The laboratory was established in 2022 as part of the NUST MISIS state task to create new laboratories in the subsection “New Energy” of the national project “Science and Universities”, funded by the Ministry of Science and Higher Education of the Russian Federation.

Activities of the Laboratory

The scientific novelty of the research conducted in the laboratory has both practical and fundamental components.
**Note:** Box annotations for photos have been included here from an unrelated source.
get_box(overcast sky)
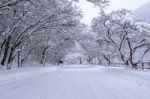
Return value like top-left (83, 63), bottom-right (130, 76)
top-left (79, 0), bottom-right (150, 25)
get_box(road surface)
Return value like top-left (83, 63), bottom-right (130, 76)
top-left (0, 66), bottom-right (150, 99)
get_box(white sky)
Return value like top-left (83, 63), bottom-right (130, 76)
top-left (79, 0), bottom-right (150, 25)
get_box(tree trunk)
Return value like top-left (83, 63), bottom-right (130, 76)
top-left (18, 51), bottom-right (21, 67)
top-left (1, 36), bottom-right (11, 66)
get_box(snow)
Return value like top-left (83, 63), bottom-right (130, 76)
top-left (0, 65), bottom-right (150, 99)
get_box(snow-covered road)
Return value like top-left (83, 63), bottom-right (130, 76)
top-left (0, 66), bottom-right (150, 99)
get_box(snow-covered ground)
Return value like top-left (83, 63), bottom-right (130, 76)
top-left (0, 66), bottom-right (150, 99)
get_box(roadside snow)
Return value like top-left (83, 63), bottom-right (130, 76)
top-left (0, 66), bottom-right (150, 99)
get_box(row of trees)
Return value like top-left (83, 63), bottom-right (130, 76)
top-left (0, 0), bottom-right (108, 69)
top-left (91, 9), bottom-right (150, 68)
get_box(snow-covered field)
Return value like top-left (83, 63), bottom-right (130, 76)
top-left (0, 66), bottom-right (150, 99)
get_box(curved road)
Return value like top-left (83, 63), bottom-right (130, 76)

The practical component is aimed at creating a new product for the real sector of the economy in the field of energy, where compact sensors for monitoring explosive concentrations of hydrogen are required for a successful transition to hydrogen energy. Potentially, such sensors can be implemented in various ways. The advantages of the photonic integrated circuit approach, which is being developed in the laboratory on the basis of the previously obtained scientific groundwork, is that it does not involve the use of electrical signals near the active area of the sensor. Instead, light is used in an annular microresonator, which, on the one hand, eliminates the possibility of an explosion, and on the other hand, due to the high Q-factor of integrated optical structures, allows detecting ultra-weak concentrations of gas leaks at the level of several millionths. In addition, due to the use of low-loss optical fiber (<0.2 dB/km), it is possible to receive information from such a sensor remotely, from places where the presence of people is not desirable or dangerous.

The developed technology has the potential to be used in a vast majority of related production and will be used not only for detecting gases, but also liquids through microfluidic channels, thanks to which it is possible to significantly reduce the concentration of analyte samples and perform hundreds of measurements on a single chip. Due to the preliminary functionalization of the surface and chemical adsorption, the sensor can be used to detect one specific substance from a solution, and is also easily adapted to capture viral proteins or exosomes.

The fundamental component includes obtaining new knowledge of the interaction of the near field of the waveguide mode in the microresonator (“evanescent mode”) with various gases and liquids in the telecommunication wavelength range.